Выбрать главу

Надо сказать, что по первоначалу Унковский и Лихачев были, несмотря на разность характеров, большими друзьями и с удовольствием встречались у моего отца, который их одинаково любил и с которыми (в то время, конечно, когда болезнь еще не сделала его совершенно нелюдимым) ему всегда было приятно проводить время в дружеской беседе, узнавая от А. М. судейские новости, а от В. И. вообще столичные новости. Но в один непрекрасный день между А. М. и В. И. пробежала черная кошка. О причинах разлада тут упоминать не буду, но должен констатировать тот факт, что разлад этот был нешуточный. Из друзей оба названных лица вдруг превратились во врагов. Унковский ничего не желал слушать о Лихачеве, а Лихачев открещивался от Унковского. Те дружеские беседы, о которых я упоминал выше, прекратились сами собой к великому огорчению моих отца и матери, которая тоже очень любила видеть около себя супруг поссорившихся прежних друзей, также принявших сторону своих мужей и, как говорится, раззнакомившихся. Оба поссорившиеся стали бывать у нас в одиночку, жаловаться отцу друг на друга, чем ему больше докучали, чем доставляли удовольствия своими визитами. Подобное положение вещей продолжалось довольно продолжительное время, года, насколько помню, с два[148]. Мой отец поставил себе целью их примирить, для чего, воспользовавшись их пребыванием за границей, выписал их к себе в Кларан (Clarens) в Швейцарии, где временно проживал в гостинице Roy. Унковский и Лихачев приехали туда, не предполагая встретиться, были неприятно поражены подготовленным им сюрпризом, но, чтобы не доставить огорчения отцу, изъявили желание помириться.
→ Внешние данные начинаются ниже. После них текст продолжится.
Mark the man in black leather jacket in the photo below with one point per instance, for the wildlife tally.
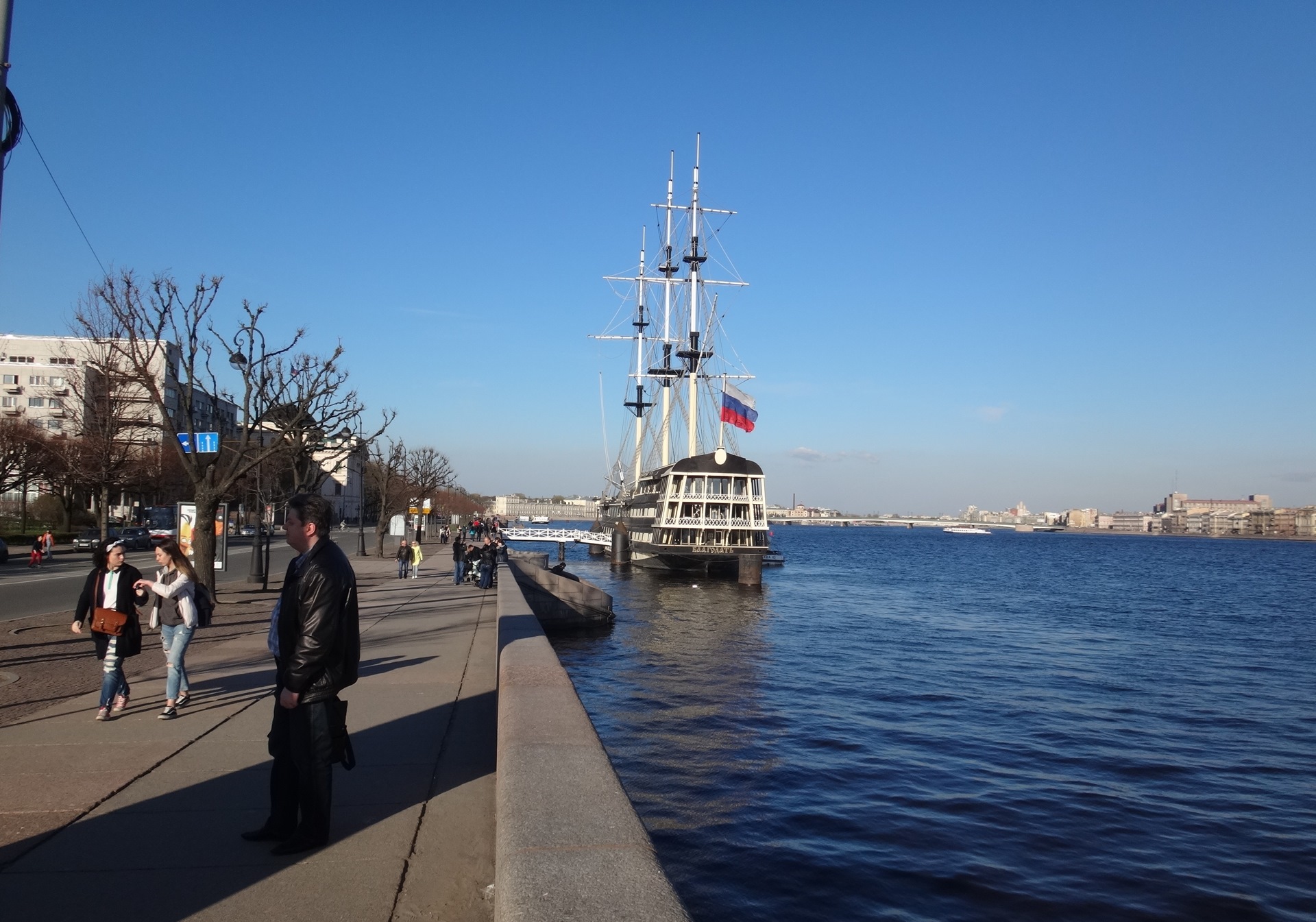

Из этого получился, однако, один лишь худой мир[149]. Помирились же они окончательно несколько лет спустя – у одра смерти папы, где они неизбежно должны были столкнуться.

Сергей Петрович Боткин

О С. П. Боткине скажу, что этот знаменитый врач своими непрестанными заботами много содействовал продлению жизни моего отца и, таким образом, способствовал тому, что российская литературная сокровищница обогатилась таким прекрасным чисто беллетристическим произведением, каким является «Пошехонская старина», автобиография моего отца[150], произведением, в котором, как в зеркале, отражается жизнь прошлого, отжившего века, бесправия народных масс. В этом Боткину много способствовали его талантливые ассистенты, доктора Н. И. Соколов[151] и Васильев, имя и отчество которого я, к сожалению, забыл[152]. Этот Васильев, между прочим, был у нас на квартире в то время, когда моего отца хватил удар, роковой для его жизни. Васильев застал отца по обыкновению в его кабинете, откуда он за последнее время никуда не выходил, за письменной работой – началом задуманного, несмотря на невыносимые физические страдания, труда «Забытые слова». Осмотрев больного, врач, распростившись с ним, вышел из кабинета, но едва прошел он часть небольшой гостиной по направлению к передней, как из кабинета раздался зов: «Доктор… доктор…» Васильев вернулся в только что им покинутую комнату и уже застал моего отца в беспомощном состоянии: у него отнялась вся правая часть тела и онемел язык. Смерть последовала через 24 часа[153]. Но о ней я расскажу ниже.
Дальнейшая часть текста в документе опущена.